Lost in cyberspace

Librarians and archivists have been saving artifacts, newspapers, photographs and books for years to preserve historical records. Today, their work is made even more complicated because so much of our unfolding history is chronicled on the Internet.

That has meant changes to archiving procedures, including decisions over what electronic information should be saved and how to store it.

According to Elizabeth Adkins, global information manager at Ford Motor Co., “There is a general recognition in the archival profession that people want to do this, but technology hasn’t caught up yet.”

These issues also affect businesses, Adkins and others pointed out. But in many cases, they said, companies haven’t been paying close attention to their own digital histories. Although large, established companies have for years saved much of their past on paper, it’s unclear whether they have been as thorough with their first forays on the Web.

“There’s a whole lot that’s come and gone,” said Carol Baroudi, owner of research firm Baroudi and Associates in Arlington, Mass.

Some companies have made progress. Amy Fischer, corporate archivist at Procter & Gamble Co., said the Cincinnati-based consumer products maker has been saving digital records since it started its first Web site in 1994.

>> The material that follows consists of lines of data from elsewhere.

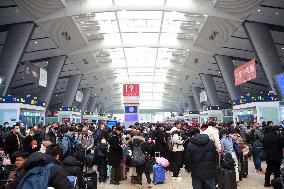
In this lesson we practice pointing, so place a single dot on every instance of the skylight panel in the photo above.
(105, 15)
(142, 15)
(107, 26)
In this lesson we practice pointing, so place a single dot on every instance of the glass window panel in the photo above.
(105, 16)
(107, 26)
(142, 15)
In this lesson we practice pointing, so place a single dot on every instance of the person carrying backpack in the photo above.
(41, 171)
(227, 147)
(101, 152)
(140, 158)
(115, 154)
(257, 147)
(70, 145)
(177, 149)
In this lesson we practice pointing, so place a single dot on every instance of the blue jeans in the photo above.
(257, 153)
(201, 184)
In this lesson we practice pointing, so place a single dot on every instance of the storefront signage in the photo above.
(130, 89)
(65, 120)
(245, 72)
(256, 98)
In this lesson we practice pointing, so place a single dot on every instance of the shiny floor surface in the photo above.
(254, 181)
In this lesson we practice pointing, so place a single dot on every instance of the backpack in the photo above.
(75, 150)
(237, 149)
(138, 157)
(227, 162)
(37, 177)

But there has been no archiving road map, she said, and much of what has been done was by trial and error. “There’s been a lot of hand-wringing in the business archive community,” Fischer said.

Procter & Gamble, established in 1837 as a small, family-operated soap and candle business, has for years collected and archived its printed ads for products ranging from Ivory soap to Pepto-Bismol. “It makes sense that we save the electronic stuff, too,” Fischer said.

The company saved its earliest Web sites only on paper printouts because no one knew how to save them digitally at the time, she said. Now all of the company’s Web and intranet sites are archived electronically to maintain a link to the company’s past.

“Not everyone is doing it,” Fischer said of other companies. “But by now, most people are aware that they need to be doing it.”

Adkins said Ford is getting there. Several years ago, the company began looking at what to do about its digital history. Next year, it will begin a formal archive using Portable Document Format files created with Adobe Acrobat software, she said.

Ford’s first Web site was launched in 1995, but neither that version nor the updates that followed were ever officially saved, she said.

“The Internet is a tool that’s designed for moving a business forward, and the people involved don’t necessarily think of the ground they’re breaking,” Adkins said. “People are more caught up in getting the job done than about preserving their efforts.”

Last month, the Library of Congress announced it had begun collecting a massive digital record comprising gigabytes of data culled from thousands of news, personal and tribute Web sites related to the Sept. 11 terrorist attacks on the U.S. The project began when a library official realized that if the electronic history of the unfolding events wasn’t carefully preserved, it would probably be lost forever.

The official, Diane Kresh, director of public service collections at the Washington, D.C.-based library, said the agency entered into a US$100,000 contract with non-profit Internet Archive, which has been saving history digitally on its network of servers since 1996. Under the deal, Internet Archive continues to do daily digital captures of Web sites related to the disaster. The archive did a similar project last year for the Library of Congress, creating and maintaining a digital history of the tumultuous U.S. presidential election that included news Web sites and the original campaign sites for both George W. Bush and Al Gore.

Brewster Kahle, CEO of San Francisco-based Internet Archive, said his group has been saving Web pages from approximately 1,900 sites for the Sept. 11 project. The organization’s mission is to build a digital library of the Internet, which it’s doing with several partner groups. The data is stored using software called a Wayback Machine, which lets users go back to sites and see them as they were when first posted on the Web.

Internet Archive has a total of about 100TB of storage space so far and has currently saved 5TB of information in the Sept. 11 archive, which can be seen at http://september11.archive.org.

The goal is to save “material that is here today and gone tomorrow,” Kresh said. “This was an event that had a profound influence,” she said. “The Internet has become the public commons and has connected people in ways that were unimaginable.”